Lo único que me parece indignante de 
Cantos cívicos es la advertencia que la acompaña, de la que he hablado arriba. ¿Es que las autoridades del MUAC nos creen a los espectadores tan inocentes –por utilizar una palabra políticamente correcta? Si es así, tal vez tengan razón, en vista de la polémica que ha levantado la instalación.

¿Tal vez lo que nos molesta es que 
Cantos cívicos nos muestra las relaciones entre el nazismo y la política contemporánea, y desmitifica a personajes como José Vasconcelos, quien, a principios del siglo XX, dirigió una revista abiertamente ultraderechista? Sí, José Vasconcelos era de ultraderecha –ahí está su megalomaniaco proyecto nacionalista, cuyos frutos no fueron todos malos, he ahí, al menos, el muralismo; proyecto claramente explayado en La raza cósmica–. Como también lo fue Gerardo Murillo, el Dr. Atl, quien pretendía crear una perfecta sociedad de intelectuales. Pero, ¿su posición política, estemos de acuerdo con ella o no, le resta valor al pensamiento de Vasconcelos, o a las pinturas del Dr. Atl? Me parece que no. Debemos aceptar que la ultraderecha era una corriente política en boga a principios del siglo pasado, y que ha recobrado gran fuerza en años recientes, lo que sí debe preocuparnos.

Un par de ejemplos más. El novelista francés Lous-Ferdinand Céline. No podemos negar que era un antisemita, un misógino, finalmente, un total misántropo; pero ¡qué bella prosa tiene!, y ¡qué conocimiento de las luces y sombras de la condición humana! No defiendo la ideología de Céline, pero me encanta su obra. Y Elfriede Jelinek. Ella se apropia de un discurso ultraderechista, y de uno misógino, pero para cuestionarlos. Nadie la acusaría de despreciar a las mujeres ni de odiar a los extranjeros, ¿porque es una mujer y descendiente de judíos?

Es hora de desmitificar el Holocausto.
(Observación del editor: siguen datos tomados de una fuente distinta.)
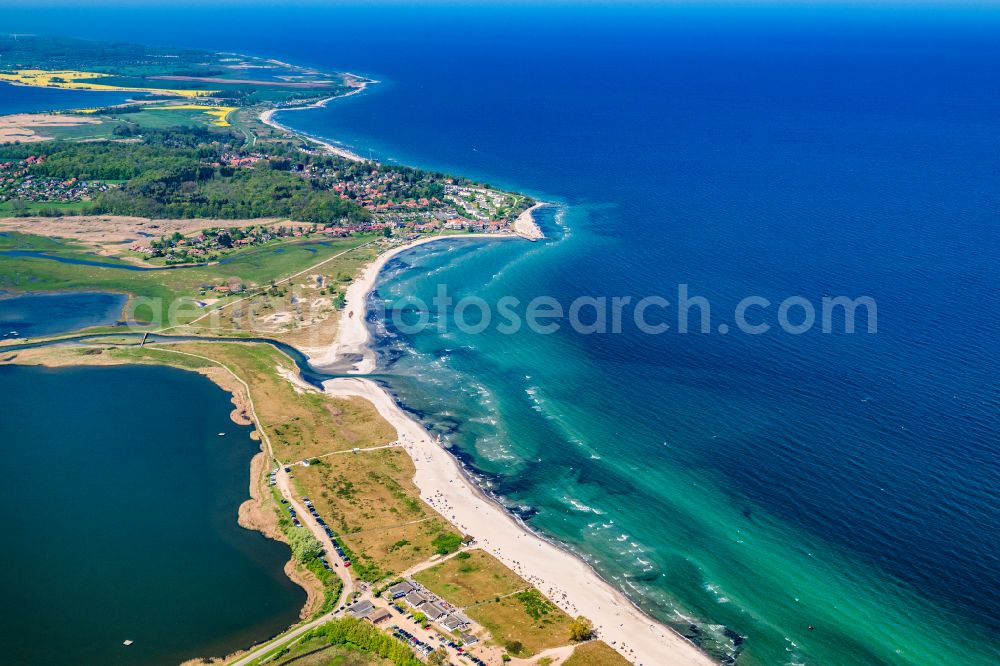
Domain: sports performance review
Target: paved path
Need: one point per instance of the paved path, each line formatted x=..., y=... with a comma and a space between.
x=284, y=484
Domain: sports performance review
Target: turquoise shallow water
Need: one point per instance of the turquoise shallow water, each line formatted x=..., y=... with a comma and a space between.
x=122, y=525
x=740, y=487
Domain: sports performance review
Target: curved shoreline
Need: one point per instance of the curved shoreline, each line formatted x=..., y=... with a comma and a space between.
x=353, y=337
x=565, y=578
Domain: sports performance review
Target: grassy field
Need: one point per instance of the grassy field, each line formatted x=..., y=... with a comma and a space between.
x=473, y=577
x=369, y=499
x=76, y=80
x=596, y=653
x=500, y=600
x=163, y=289
x=317, y=651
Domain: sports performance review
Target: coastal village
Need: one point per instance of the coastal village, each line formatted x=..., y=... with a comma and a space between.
x=19, y=187
x=365, y=543
x=398, y=205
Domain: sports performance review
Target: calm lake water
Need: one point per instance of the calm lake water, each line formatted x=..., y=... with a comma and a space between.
x=33, y=315
x=740, y=487
x=122, y=521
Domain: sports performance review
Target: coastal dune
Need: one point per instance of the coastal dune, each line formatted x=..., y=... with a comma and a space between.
x=350, y=351
x=565, y=579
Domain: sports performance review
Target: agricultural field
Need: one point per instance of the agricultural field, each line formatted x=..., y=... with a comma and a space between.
x=35, y=263
x=75, y=80
x=161, y=72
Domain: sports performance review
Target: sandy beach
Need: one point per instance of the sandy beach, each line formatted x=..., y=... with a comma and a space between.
x=351, y=345
x=526, y=226
x=267, y=117
x=30, y=127
x=565, y=579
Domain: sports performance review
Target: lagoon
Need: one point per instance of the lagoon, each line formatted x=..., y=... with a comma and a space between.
x=32, y=315
x=124, y=516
Es cierto que fue un crimen horrible, de proporciones mayúsculas, que mostró toda la maldad a la que puede llegar el hombre para con sus semejantes. Pero no ha sido el único. Y, ¿qué hay del conflicto entre israelíes y palestinos? No debemos olvidar que Israel es uno de los países más fuertemente militarizados, y que incluso posee armas nucleares. Pero, por supuesto, Estados Unidos jamás se opondrá a uno de sus principales socios.
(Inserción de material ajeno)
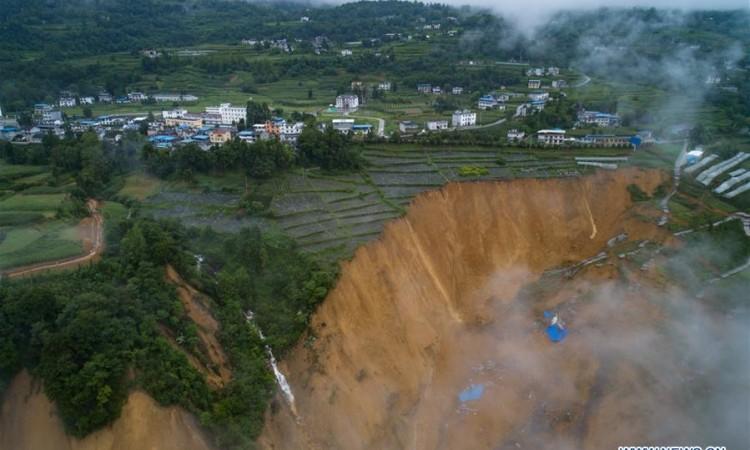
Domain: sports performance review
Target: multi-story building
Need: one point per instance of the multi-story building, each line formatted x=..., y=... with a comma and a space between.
x=515, y=135
x=229, y=114
x=347, y=102
x=385, y=86
x=408, y=127
x=436, y=125
x=342, y=125
x=464, y=118
x=220, y=135
x=173, y=114
x=553, y=136
x=187, y=119
x=66, y=102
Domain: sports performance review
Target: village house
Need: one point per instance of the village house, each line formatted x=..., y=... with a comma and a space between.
x=342, y=125
x=538, y=96
x=600, y=119
x=66, y=102
x=137, y=96
x=220, y=135
x=105, y=97
x=523, y=110
x=289, y=132
x=385, y=86
x=515, y=135
x=210, y=119
x=606, y=140
x=229, y=114
x=487, y=102
x=173, y=114
x=554, y=136
x=175, y=98
x=151, y=53
x=536, y=71
x=464, y=118
x=347, y=102
x=408, y=127
x=246, y=136
x=437, y=125
x=361, y=128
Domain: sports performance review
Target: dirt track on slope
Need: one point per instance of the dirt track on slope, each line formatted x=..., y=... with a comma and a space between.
x=453, y=295
x=216, y=370
x=91, y=231
x=28, y=421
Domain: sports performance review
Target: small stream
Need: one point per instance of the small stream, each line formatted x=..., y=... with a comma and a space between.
x=286, y=389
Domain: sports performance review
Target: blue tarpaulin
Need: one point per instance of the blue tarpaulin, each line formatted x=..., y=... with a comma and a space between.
x=473, y=392
x=556, y=333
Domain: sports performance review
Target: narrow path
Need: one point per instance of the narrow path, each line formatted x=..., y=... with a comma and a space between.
x=479, y=127
x=381, y=124
x=678, y=163
x=586, y=80
x=96, y=249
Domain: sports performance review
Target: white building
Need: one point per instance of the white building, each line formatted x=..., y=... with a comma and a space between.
x=554, y=136
x=539, y=96
x=342, y=125
x=436, y=125
x=173, y=114
x=289, y=132
x=175, y=98
x=464, y=118
x=385, y=86
x=66, y=102
x=229, y=114
x=347, y=102
x=136, y=96
x=515, y=135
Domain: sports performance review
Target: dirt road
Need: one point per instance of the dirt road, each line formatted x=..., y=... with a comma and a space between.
x=92, y=229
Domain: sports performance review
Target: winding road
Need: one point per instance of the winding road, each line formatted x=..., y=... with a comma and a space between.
x=96, y=248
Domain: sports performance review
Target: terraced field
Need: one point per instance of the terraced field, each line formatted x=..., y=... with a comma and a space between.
x=333, y=214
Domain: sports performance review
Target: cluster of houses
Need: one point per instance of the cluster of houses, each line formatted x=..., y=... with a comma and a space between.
x=459, y=119
x=70, y=100
x=557, y=137
x=216, y=126
x=427, y=88
x=599, y=119
x=541, y=71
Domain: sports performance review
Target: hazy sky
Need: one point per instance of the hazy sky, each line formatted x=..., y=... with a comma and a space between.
x=530, y=14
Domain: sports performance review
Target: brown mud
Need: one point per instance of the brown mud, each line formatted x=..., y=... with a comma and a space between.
x=453, y=294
El Holocausto está en la casa de al lado cada día. Y no nos damos cuenta. En Inglaterra, una mujer de clase baja que se hizo famosa en
realitys, Jade Goody, enferma de cáncer, desahuciada, ha vendido la historia de su muerte a los medios para garantizar un futuro económico a los hijos que dejará huérfanos.

Podríamos empezar por dejar de llamar al asesinato multitudinario de judíos –y discapacitados, gitanos, homosexuales, “diferentes”, de los que muy pocos parecen acordarse– por parte de los nazis, como Holocausto. ¡Y con mayúscula! Un holocausto es un sacrificio que se hace a la divinidad para dar gracias o hacer una petición, es un ritual lleno de sentido. La matanza de inocentes, en cualquier lugar del mundo y por cualquier motivo, carece de sentido. Es genocidio, nada más.

La realidad ha rebasado las pesadillas más oscuras que pueda engendrar el arte; 
el sueño de la razón produce monstruos, título Goya a uno de sus más siniestros grabados. Sin embargo, el arte es bueno, al menos porque nos obliga a reflexionar sobre la realidad. Y sí, Cantos cívicos es una provocación, ante la que debemos responder con inteligencia. Y sí, todos somos ratas corriendo ciegamente en un laberinto cuya salida es la muerte, como dice una canción dePlacebo. Y no me molesta ser una rata, pues son animales muy inteligentes y prósperos.

Invito a los lectores a visitar el MUAC, del que seguiré hablando en un par de colaboraciones siguientes, y formarse su propia opinión. A mí no me hagan caso. No le hagan caso del todo a nadie. Busquen su propio camino en el laberinto. El trayecto es lo importante; el fin, el mismo.